It is worth mentioning that 57.6% of the rapidly evolving expansion genes specific to the F. gigantica genome were driven by tandem duplication, such that the newly formed duplicates preserved nearly identical sequences to the original genes. The newly formed genes would accumulate non-functionalizing mutations, or develop new functions over time. We found only few tandem duplicated genes that had non-functionalizing mutations, suggesting that adaptive evolution could have an important role in the consequences of these genes via a dosage effect or neo-functionalization.

Discussion

The genome of Fasciola species contains a large percentage of repeat sequences, making them the largest parasite genomes sequenced to date.

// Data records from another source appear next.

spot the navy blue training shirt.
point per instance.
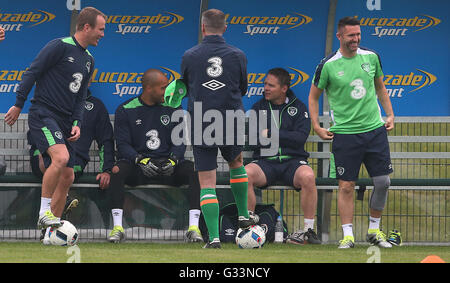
(146, 130)
(61, 71)
(216, 74)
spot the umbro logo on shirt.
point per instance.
(213, 85)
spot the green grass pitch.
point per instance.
(132, 252)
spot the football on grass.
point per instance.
(252, 237)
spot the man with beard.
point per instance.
(353, 80)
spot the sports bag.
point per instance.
(228, 222)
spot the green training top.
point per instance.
(349, 85)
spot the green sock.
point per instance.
(239, 187)
(210, 209)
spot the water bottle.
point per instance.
(279, 230)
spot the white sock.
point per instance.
(309, 224)
(45, 205)
(374, 223)
(117, 216)
(194, 216)
(347, 229)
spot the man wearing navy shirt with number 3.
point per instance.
(61, 72)
(216, 77)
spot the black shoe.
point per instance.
(311, 237)
(215, 244)
(303, 237)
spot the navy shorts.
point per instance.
(47, 129)
(277, 171)
(205, 158)
(351, 150)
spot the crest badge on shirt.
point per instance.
(165, 119)
(366, 67)
(89, 105)
(292, 110)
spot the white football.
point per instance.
(65, 235)
(252, 237)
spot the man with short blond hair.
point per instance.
(61, 72)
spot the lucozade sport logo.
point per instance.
(128, 83)
(396, 85)
(14, 21)
(389, 26)
(256, 81)
(136, 24)
(268, 24)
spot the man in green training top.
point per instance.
(353, 80)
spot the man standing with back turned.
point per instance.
(353, 80)
(216, 77)
(61, 72)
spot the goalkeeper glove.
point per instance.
(147, 166)
(168, 167)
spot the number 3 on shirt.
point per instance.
(359, 91)
(153, 142)
(76, 84)
(215, 69)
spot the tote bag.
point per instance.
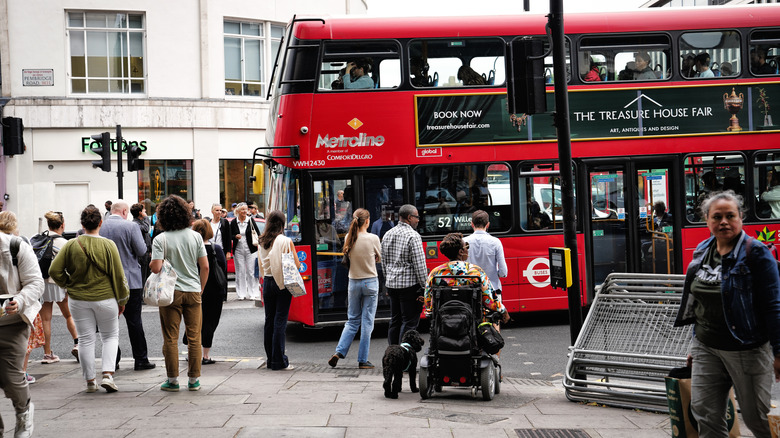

Since the first assembly of F. hepatica was submitted in 2015 [5], several studies have aimed to improve the quality of assembly and gene annotation [4,6,7]. With advances in long read sequencing assembly and Hi-C scaffolding technologies, it is now viable to resolve the genomic “dark matter” of repetitive sequences, and other complex structural regions at relatively low cost [53]. Therefore, we present the highest quality genome and gene annotation for F. gigantica to date, and provide long-awaited integrated genome annotation for fascioliasis research.

In previous study of Fasciolidae family, Choi et al. have discovered TE expansion in Fasciola, which also explained the large lineage-specific genome size and longer annotated gene [6]. We confirmed the result in F. gigantica genome and further identified signatures of selection based on unbalanced distribution of inserted TEs between intronic and intergenic regions in history. Especially, the strongest selection signal occurred in the speciation between the Fasciola and Fascioloides—a habitat switch from the small intestine to the liver in the host—during the PETM, which accompanied by LINE expansion biased toward intronic regions (Fig 5). This unexpected event provided a new evidence of adaptive evolution driven by transposition events and will prompt investigations of how such differences contribute mechanistically to the morphological phenotypes of liver flukes and related species. There are also many studies in other species supporting the hypothesis that TE invasions endured by organisms have catalyzed the evolution of gene-regulatory networks [54]. For example, Eutherian-specific TEs have the epigenetic signatures of enhancers, insulators, and repressors, and bind directly to transcription factors that are essential for pregnancy and coordinately regulate gene expression [55]. Similarly, genes with large-scale insertion of TEs in Fasciola species identified here, represent a signature of Fasciola-specific evolutionary gene network to distinguish other flukes of the family Fasciolidae. These genes overlap significantly with host-parasite interaction genes, including proteases and E/S proteins, and are enriched in the pathways of EV biogenesis and vesicle trafficking.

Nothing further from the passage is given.